PER QUESTO IL PRIMO TERMINE FORTE con cui vogliamo connotare la nostra agricoltura è Agricoltura artigiana, biologica ed agroecologica. Si tratta di cominciare e non fermarsi a spiegare le conseguenze dall’agricoltura industriale, che progressivamente farà a meno non solo dell’uomo ma anche della terra e dell’Agricoltura Artigiana biologica ed Agroecologica, che costruisce comunità nei territori dove opera. Si tratta di cominciare e non fermarsi a raccontare come i processi di industrializzazione dei prodotti agricoli – e soprattutto degli allevamenti sempre più intensivizzati – costituiscano oggi due processi opposti, due cibi opposti, due modelli ambientali opposti, due modelli sociali opposti. Ed anche due modelli organizzativi (diciamo così ) totalmente divergenti: l’agricoltura che per brevità chiamiamo industriale, ovvero che applica le logiche e strumentazioni tipiche dei processi industrializzati e della economie di scala, opera in modo verticale e considera la concentrazione di terra , i mezzi tecnici e finanziari necessari al fine di massimizzare le produzioni come fattori necessari per l’ottenimento del risultato; e del tutto verticale è la sua rappresentatività e capacità comunicazionale e politica.

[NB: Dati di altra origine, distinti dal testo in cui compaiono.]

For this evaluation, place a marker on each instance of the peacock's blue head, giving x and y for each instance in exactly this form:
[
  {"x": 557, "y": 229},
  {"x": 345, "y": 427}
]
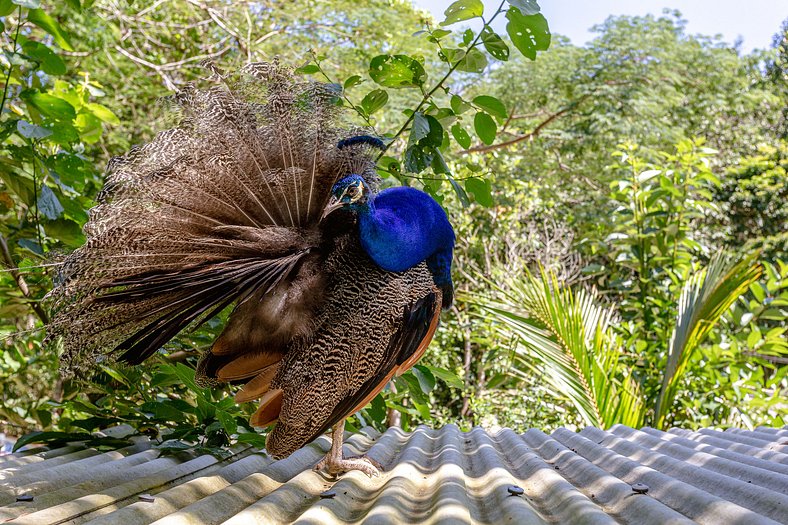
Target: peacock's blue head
[{"x": 351, "y": 193}]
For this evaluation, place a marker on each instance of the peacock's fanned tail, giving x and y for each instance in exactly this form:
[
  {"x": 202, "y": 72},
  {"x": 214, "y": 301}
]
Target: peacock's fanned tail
[{"x": 219, "y": 208}]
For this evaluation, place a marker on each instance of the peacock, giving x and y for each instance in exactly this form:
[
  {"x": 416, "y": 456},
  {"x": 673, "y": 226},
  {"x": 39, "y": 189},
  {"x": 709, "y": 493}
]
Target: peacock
[{"x": 263, "y": 199}]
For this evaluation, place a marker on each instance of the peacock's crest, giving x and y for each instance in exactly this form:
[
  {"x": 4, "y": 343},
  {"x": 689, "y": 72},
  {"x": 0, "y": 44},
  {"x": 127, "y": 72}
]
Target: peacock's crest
[
  {"x": 196, "y": 211},
  {"x": 233, "y": 206}
]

L’AGRICOLTURA BIOLOGICA ED ARTIGIANALE fissa nei principi dell’agroecologia la sua dimensione produttiva e sempre più è impegnata a portare valore sociale al proprio territorio. Contribuisce a costruire comunità ben oltre i suoi confini operativi. E’ per definizione creativa e poco incline a schemi rigidi di rappresentatività, la sua diffusione è orizzontale e partecipativa. Una sorta di democrazia dal basso che scambia ed arricchisce i suoi partecipanti e si pone in accompagnamento alla terra ed al vivente che ci vive sopra e non in suo dominio.

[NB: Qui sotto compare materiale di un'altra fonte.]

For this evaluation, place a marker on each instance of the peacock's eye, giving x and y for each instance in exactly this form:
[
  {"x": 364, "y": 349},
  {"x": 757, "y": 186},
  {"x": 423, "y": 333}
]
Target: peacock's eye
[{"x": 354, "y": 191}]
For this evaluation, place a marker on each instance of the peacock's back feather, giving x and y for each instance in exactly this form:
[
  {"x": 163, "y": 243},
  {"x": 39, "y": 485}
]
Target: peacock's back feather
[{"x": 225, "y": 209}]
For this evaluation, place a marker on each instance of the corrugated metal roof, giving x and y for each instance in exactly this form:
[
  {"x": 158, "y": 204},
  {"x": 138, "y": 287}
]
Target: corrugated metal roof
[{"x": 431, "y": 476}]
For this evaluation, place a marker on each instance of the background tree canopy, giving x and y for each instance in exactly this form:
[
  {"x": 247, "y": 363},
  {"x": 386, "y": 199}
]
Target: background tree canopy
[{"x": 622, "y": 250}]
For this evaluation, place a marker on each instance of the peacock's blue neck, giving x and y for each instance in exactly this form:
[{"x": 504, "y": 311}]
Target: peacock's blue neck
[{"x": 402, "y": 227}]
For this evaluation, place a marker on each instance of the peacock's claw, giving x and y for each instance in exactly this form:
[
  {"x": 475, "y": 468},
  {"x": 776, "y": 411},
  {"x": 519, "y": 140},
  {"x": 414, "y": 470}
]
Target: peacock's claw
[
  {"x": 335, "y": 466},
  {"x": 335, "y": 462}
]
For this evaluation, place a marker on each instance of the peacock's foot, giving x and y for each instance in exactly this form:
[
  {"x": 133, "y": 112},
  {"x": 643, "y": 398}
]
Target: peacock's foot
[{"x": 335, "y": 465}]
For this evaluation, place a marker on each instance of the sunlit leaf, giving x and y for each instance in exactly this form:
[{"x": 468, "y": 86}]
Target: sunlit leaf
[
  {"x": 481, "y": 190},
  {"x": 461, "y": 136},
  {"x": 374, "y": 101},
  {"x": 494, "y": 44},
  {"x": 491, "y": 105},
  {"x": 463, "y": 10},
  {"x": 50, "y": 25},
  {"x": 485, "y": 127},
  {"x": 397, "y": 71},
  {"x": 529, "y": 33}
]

TUTTI QUESTI ELEMENTI SARANNO OGGETTO di prossimi approfondimenti ma un fatto è chiaro per gli organizzatori di questa e delle prossime giornate, su cui stiamo costruendo un corposo programma in tutto il nostro paese: dobbiamo unire le tante progettualità agricole artigiane che arricchiscono e costruiscono comunità, renderle riconoscibili ed appetibili, attrattive dinamiche sempre più partecipate e soprattutto collegate. Unite.

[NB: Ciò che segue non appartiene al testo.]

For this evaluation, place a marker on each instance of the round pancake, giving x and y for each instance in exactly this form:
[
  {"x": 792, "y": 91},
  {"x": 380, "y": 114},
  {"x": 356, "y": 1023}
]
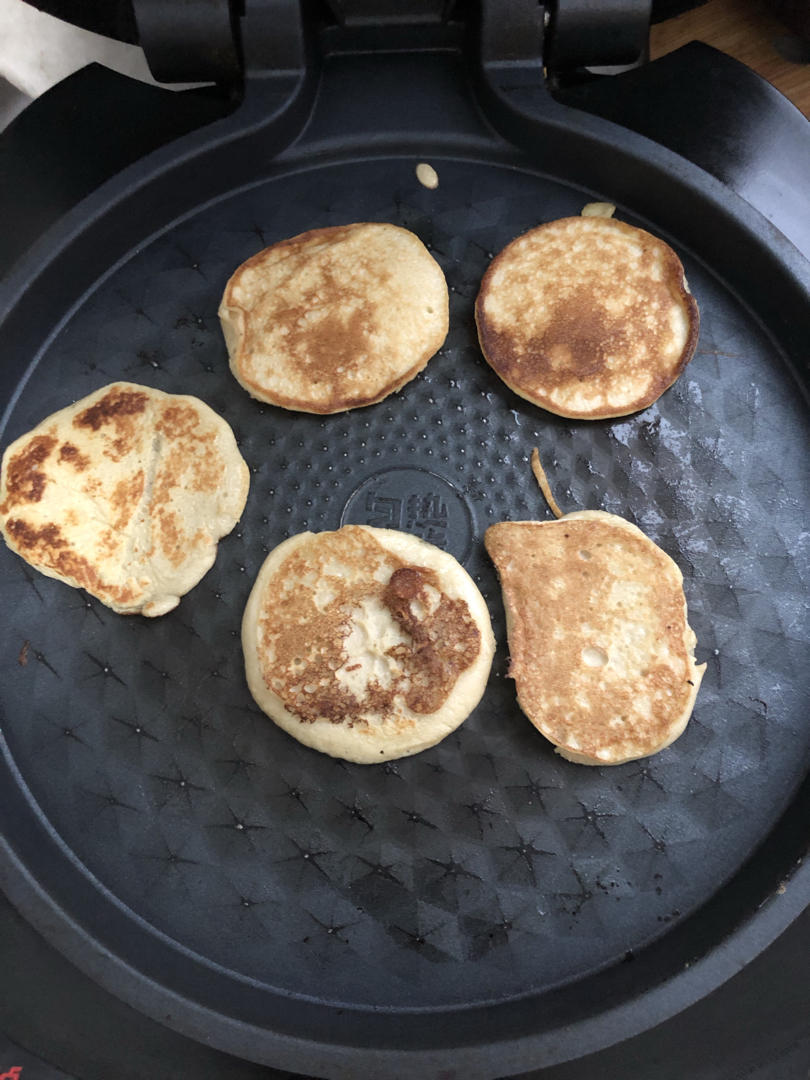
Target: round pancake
[
  {"x": 124, "y": 494},
  {"x": 602, "y": 653},
  {"x": 336, "y": 318},
  {"x": 586, "y": 316},
  {"x": 366, "y": 644}
]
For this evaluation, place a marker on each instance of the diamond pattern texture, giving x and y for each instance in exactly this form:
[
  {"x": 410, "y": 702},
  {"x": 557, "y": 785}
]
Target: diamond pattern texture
[{"x": 485, "y": 867}]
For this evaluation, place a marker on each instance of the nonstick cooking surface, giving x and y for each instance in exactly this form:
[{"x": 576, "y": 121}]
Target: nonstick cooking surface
[{"x": 485, "y": 868}]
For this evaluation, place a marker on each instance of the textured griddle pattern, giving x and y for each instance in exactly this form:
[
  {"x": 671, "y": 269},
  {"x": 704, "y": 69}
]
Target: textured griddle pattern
[{"x": 484, "y": 867}]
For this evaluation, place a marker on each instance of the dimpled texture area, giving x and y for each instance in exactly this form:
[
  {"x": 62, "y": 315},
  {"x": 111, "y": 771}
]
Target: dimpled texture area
[{"x": 485, "y": 867}]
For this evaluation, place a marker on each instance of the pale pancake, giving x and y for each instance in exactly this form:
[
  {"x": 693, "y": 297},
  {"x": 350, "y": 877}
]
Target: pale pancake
[
  {"x": 366, "y": 644},
  {"x": 124, "y": 494},
  {"x": 586, "y": 316},
  {"x": 602, "y": 653},
  {"x": 336, "y": 318}
]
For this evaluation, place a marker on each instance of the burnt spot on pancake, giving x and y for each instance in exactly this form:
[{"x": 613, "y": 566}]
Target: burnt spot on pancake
[
  {"x": 46, "y": 547},
  {"x": 73, "y": 456},
  {"x": 25, "y": 477},
  {"x": 29, "y": 539},
  {"x": 116, "y": 405},
  {"x": 444, "y": 637}
]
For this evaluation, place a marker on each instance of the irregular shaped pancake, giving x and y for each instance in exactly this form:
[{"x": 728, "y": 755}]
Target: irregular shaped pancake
[
  {"x": 335, "y": 318},
  {"x": 366, "y": 644},
  {"x": 124, "y": 494},
  {"x": 602, "y": 653},
  {"x": 586, "y": 316}
]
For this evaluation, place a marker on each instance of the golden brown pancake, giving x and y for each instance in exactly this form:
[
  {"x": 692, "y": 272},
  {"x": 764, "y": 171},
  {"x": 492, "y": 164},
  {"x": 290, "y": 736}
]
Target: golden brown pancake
[
  {"x": 124, "y": 494},
  {"x": 586, "y": 316},
  {"x": 336, "y": 318},
  {"x": 602, "y": 653},
  {"x": 366, "y": 644}
]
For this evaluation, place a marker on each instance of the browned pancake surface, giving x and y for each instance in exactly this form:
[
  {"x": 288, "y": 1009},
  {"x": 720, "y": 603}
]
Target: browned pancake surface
[
  {"x": 366, "y": 644},
  {"x": 335, "y": 318},
  {"x": 588, "y": 318},
  {"x": 124, "y": 494},
  {"x": 601, "y": 649}
]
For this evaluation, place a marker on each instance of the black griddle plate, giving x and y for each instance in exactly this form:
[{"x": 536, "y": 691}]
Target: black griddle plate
[{"x": 483, "y": 905}]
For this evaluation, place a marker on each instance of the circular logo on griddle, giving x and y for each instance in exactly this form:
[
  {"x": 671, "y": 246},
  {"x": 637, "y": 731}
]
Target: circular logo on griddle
[{"x": 417, "y": 501}]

RICONOSCIBILI AGLI OCCHI DELLE PERSONE per la loro diversità. Fuori e ben lontano da qualunque corporativismo agricolo, queste giovani e vecchie agricolture biologiche ed artigiane promuovono cultura e vicinanza, una visione possibile e concreta di una agricoltura che è ambiente e insieme innovazione sociale. Solo in questo modo è possibile progettare un futuro per un cibo che sia di relazione e non di contrazione per le persone, per il pianeta, per la salute.